Surprisingly, Damon finds Prep to be a tough sell in the gay community.

Surprisingly, Damon finds Prep to be a tough sell in the gay community.

Damon tells us that most gay men don’t wear condoms; he doesn’t lecture them that they should. He believes that people can decide for themselves if PREP is protection enough. This viewpoint is controversial, with accusations flying that Truvada is being used as a party drug. Others in the gay community refuse to take the drug because they believe that doing so would show a lack of solidarity with those already infected.

Dr. Howard Grossman and ‘Prep Warrior’ Damon Jacobs

HIV/AIDS is particularly still a health crisis in low income communities such as the Bronx. We visited ‘BOOM Health’ in the Bronx which provides Truvada to the community and also engages in community outreach to get the word out about PREP, filming a group of young volunteers candidly discussing PREP. There is a particular stigma in minority communities about discussing sexuality, let alone particular treatments.

The kids at Boom Health in the Bronx candidly discuss Prep and sex without condoms.

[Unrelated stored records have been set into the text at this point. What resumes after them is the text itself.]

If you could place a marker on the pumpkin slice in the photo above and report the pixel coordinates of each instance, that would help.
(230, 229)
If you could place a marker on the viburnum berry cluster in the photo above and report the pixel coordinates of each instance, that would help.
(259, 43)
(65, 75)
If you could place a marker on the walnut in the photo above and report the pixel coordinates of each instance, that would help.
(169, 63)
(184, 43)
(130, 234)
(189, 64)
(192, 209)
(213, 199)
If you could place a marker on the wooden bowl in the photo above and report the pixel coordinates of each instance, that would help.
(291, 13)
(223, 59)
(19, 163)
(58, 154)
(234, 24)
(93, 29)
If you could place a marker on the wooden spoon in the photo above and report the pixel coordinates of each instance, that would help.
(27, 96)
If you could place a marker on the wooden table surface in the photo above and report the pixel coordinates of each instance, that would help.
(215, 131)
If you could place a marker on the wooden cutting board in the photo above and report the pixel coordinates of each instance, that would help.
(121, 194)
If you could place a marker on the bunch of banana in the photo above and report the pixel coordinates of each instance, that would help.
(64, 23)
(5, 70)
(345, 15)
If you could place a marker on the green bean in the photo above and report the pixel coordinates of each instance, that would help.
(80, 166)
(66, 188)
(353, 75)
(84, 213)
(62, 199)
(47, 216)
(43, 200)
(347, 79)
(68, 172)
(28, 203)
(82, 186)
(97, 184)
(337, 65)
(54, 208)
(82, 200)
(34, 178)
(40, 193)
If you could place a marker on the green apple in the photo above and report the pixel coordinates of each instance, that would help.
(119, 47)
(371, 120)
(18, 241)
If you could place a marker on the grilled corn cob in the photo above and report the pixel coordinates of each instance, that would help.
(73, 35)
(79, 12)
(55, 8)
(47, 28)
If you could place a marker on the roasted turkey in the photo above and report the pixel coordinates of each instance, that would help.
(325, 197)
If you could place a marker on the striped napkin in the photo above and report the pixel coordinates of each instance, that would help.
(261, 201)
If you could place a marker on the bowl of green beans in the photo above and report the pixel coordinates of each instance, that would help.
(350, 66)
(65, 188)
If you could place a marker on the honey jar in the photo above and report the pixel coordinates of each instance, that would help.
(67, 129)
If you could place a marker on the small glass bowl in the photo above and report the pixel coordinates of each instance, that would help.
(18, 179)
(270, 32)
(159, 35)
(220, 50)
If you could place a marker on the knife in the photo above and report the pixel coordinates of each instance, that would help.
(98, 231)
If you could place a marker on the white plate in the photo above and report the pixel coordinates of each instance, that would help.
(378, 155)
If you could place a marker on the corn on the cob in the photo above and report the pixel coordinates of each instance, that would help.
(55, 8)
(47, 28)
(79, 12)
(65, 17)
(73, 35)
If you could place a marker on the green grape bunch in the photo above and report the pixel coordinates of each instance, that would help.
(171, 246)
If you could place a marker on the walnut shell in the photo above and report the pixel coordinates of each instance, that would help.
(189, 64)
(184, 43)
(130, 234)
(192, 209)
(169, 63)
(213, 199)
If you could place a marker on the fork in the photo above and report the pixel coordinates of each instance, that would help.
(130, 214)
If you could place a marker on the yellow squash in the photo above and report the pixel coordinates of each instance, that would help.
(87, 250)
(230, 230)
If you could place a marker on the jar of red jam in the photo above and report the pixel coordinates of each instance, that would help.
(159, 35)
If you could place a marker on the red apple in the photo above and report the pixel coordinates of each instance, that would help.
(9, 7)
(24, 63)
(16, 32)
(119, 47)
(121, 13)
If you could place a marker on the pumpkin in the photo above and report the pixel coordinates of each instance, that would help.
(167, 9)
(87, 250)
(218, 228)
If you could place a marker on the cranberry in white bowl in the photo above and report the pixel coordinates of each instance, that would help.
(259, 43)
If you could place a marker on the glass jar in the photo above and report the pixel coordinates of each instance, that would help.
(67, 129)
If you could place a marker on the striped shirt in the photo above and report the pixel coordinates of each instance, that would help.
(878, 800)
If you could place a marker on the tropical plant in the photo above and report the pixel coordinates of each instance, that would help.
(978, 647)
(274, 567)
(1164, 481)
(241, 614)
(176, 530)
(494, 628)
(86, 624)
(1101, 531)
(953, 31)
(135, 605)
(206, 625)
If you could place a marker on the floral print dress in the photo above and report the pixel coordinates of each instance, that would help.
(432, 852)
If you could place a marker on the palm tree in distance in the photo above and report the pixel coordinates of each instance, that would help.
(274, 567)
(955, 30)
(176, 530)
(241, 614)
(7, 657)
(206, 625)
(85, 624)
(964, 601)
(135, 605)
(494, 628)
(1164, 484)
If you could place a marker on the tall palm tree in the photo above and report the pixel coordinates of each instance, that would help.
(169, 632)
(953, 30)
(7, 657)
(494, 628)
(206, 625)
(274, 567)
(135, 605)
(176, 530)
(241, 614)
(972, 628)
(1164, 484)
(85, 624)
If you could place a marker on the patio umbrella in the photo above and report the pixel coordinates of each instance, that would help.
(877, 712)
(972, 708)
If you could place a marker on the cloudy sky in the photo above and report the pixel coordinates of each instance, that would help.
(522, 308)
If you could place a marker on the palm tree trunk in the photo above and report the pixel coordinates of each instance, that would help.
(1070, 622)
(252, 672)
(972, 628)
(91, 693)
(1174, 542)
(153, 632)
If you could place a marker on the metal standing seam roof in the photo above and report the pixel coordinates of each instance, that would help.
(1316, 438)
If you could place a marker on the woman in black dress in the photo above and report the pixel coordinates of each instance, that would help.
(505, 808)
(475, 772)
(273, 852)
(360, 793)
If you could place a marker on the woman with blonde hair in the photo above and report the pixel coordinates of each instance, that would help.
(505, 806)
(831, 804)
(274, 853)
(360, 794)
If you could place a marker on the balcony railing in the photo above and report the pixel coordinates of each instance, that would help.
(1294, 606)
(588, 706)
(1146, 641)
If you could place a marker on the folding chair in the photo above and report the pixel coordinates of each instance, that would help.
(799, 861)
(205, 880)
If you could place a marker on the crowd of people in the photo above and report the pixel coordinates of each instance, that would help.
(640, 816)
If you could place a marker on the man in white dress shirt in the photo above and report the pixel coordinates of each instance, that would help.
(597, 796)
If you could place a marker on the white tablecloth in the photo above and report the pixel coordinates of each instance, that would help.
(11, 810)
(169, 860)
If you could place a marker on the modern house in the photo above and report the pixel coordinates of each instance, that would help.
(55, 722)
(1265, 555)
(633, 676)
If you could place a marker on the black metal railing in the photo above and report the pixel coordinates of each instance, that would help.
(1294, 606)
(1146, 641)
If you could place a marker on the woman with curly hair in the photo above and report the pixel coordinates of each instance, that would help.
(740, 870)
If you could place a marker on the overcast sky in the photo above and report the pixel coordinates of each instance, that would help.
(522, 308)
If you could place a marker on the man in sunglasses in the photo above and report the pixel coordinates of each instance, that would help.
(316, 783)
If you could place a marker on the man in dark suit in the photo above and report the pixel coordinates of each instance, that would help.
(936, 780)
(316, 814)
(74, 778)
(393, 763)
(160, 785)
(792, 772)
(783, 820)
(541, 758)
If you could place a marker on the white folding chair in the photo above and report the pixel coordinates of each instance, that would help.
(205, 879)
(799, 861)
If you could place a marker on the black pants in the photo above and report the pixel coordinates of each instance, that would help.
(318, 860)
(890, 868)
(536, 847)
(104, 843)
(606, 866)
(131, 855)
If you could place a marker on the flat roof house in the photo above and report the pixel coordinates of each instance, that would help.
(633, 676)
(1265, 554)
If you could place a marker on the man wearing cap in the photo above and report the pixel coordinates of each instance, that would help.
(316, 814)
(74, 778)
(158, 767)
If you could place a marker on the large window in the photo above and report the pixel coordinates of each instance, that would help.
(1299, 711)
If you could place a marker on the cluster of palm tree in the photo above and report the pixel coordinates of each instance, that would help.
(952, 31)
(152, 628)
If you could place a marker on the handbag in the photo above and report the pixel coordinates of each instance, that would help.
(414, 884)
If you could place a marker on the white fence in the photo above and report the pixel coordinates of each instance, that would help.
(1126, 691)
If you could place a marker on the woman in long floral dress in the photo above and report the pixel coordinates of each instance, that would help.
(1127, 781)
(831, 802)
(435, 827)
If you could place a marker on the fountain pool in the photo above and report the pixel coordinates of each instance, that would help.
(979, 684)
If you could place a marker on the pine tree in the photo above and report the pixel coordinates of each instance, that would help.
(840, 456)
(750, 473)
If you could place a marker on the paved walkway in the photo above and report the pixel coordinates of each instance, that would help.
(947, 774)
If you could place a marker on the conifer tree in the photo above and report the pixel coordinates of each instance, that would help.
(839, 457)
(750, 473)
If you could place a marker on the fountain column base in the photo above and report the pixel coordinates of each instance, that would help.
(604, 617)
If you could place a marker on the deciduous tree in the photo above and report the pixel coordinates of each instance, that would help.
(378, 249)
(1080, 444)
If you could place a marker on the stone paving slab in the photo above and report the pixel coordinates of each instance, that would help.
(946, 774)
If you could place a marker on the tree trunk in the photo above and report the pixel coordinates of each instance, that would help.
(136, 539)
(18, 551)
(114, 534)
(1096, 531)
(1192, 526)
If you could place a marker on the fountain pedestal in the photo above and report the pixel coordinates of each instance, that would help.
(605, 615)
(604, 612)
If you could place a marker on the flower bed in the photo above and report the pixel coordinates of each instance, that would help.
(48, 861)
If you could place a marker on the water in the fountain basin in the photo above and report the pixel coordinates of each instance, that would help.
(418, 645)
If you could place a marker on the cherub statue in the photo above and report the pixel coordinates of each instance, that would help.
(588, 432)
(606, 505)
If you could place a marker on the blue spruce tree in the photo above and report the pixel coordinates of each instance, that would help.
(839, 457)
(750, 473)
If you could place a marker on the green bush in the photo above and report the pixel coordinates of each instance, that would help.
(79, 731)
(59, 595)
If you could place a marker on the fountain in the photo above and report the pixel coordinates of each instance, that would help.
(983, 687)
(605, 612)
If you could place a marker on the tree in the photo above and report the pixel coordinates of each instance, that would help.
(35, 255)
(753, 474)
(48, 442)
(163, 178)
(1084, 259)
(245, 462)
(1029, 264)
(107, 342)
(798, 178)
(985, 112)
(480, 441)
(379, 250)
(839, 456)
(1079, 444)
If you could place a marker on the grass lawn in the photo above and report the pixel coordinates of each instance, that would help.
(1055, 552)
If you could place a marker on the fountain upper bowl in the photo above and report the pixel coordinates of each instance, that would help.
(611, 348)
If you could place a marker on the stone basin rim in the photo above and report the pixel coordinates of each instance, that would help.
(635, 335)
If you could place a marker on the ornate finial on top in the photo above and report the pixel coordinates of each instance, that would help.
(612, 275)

Returning to Berlin, we learned of an entirely different set of obstacles for Prep in Germany. Gilead has not even applied to the EU for Truvada to be used prophylactically. Just why is not clear.

Truvada is neither well known nor readily available in Germany.

Truvada is neither well known nor readily available in Germany.

As a consequence, one can get Prep in Germany only one of two ways – either to be part of a clinical trial, or to pay an economically prohibitive 860 euros a month. This is frustrating to Berlin physician Heiko Jessen, who has to break the news to many young patients in their 20’s that they are HIV-positive.

Berlin physician and Prep advocate Heiko Jessen breaking the news to a patient that the drug costs a fortune.

Will Truvada/Prep be the final word in stamping out HIV/AIDS, or will controversy and cost limit a panacea’s potential?